By Hand & By Heart
By Hand & By Heart
MASH Gallery presents By Hand & By Heart, a summer group exhibition bringing together eight artists working across painting, mixed media, fiber, and sculptural installation. United not by style but by process, each artist treats material not as a vehicle for image, but as the site where meaning is made. Their practices differ formally and conceptually, yet each understands that the act of making is inseparable from the work itself.
In the mid-twentieth century, influential art critic Clement Greenberg argued that painting should pursue the qualities unique to its medium. Its defining condition was flatness: the canvas should acknowledge itself as a surface rather than aspire to sculpture or illusion. Those ideas reshaped the course of modern art, establishing medium specificity as one of its central principles. By Hand & By Heart belongs to a different moment. Here, painting extends into relief, fiber occupies space with the authority of sculpture, and material is no longer confined by disciplinary boundaries. The question is no longer what a medium ought to be, but what it is capable of becoming.
Texture is never decorative. Color is never incidental. Every mark, stitch, layer, and gesture records the presence of the hand, making the process inseparable from the finished work.

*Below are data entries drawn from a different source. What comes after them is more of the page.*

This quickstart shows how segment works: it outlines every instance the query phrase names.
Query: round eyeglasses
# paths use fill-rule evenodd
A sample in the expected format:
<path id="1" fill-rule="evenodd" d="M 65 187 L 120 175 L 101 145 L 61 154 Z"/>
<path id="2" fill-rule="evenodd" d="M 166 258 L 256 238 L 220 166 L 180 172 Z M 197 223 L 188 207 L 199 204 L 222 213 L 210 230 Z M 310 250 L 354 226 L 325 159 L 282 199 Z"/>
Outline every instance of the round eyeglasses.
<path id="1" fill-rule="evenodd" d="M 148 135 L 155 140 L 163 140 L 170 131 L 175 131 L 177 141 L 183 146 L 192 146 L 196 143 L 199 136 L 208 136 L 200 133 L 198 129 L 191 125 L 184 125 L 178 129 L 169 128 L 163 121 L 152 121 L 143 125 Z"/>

The exhibition arrives at a moment increasingly shaped by frictionless digital production and automated image-making. Against that backdrop, the handmade asserts a different set of values that reward sustained attention. These artists ask viewers to encounter not only what has been made, but the labor, discipline, and intuition embedded within it.
Spanning local, national, and international artists, By Hand & By Heart proposes that the future of material practice lies not in preserving historical distinctions between mediums, but in allowing those boundaries to remain fluid. What emerges is an exhibition grounded in touch, process, and physical presence, affirming that the hand remains one of the most expressive instruments available to contemporary art.